In the alternative embodiment of the invention shown in Fig. 3, a corona generating arrangement 36 includes a coronode 38 having corona generating pins 40 disposed in an array extending across the width of the surface of a photoreceptor 42 to be charged. In the illustrated embodiment, two rows of pins 40 face opposite sides of a vertical wall 44 of a T-shaped shield 46 which includes an upper horizontal wall 48 extending over both rows of pins 40. Preferably, the tips of the pins 40 are spaced approximately equally from the vertical wall 44 and the horizontal wall 48 of the shield and have about the same spacing from the surface 42. The pins 40 are connected through a capacitor 50 to an AC power source 52 having the same characteristics as the power source 16 in Fig. 1 and the shield 46 is connected to a DC bias voltage source 54. The capacitive connection 50 between the corona generating elements of this arrangement and the power source provides the same advantages as does the capacitive connection between the AC power source 16 and the corona wire 12 of Fig. 1.

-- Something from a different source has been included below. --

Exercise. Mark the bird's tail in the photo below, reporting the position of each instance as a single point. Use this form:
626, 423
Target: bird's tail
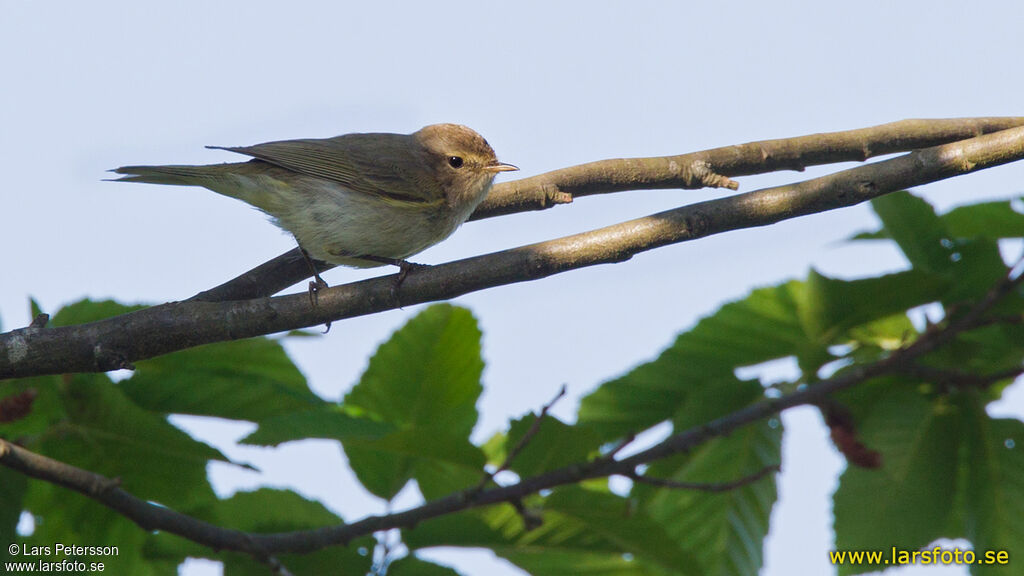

It has been found that providing a single capacitor for all of the pins provides essentially the same result as providing a separate capacitor for each of the pins. A primary function of the capacitor seems to be to insure equal negative and positive corona ionization, which prevents a flattening of the current versus voltage curve 28 shown in Fig. 2 at the low voltage end and imposes a finite limitation on ionization that results in flattening the current-voltage curve at the high voltage end where ions are not generated at the same increasing rate so that the ion sweep out rate closes in on the ion generation rate. If smaller capacitors are desired, one capacitor may be provided for each row of pins or one capacitor can be provided for every ten or fifteen pins. While there is no need to provide a separate capacitor for each pin, it would provide the advantage of limiting the maximum current from each tip. To provide a capacitor for each pin, the base of each pin in a row of pins can be positioned on a very thin insulating adhesive layer covering a conductive strip connected to the AC power source.
Although the invention has been described herein with reference to specific embodiments, many modifications and variations therein will readily occur to those skilled in the art. Accordingly, all such variations and modifications are included within the intended scope of the invention.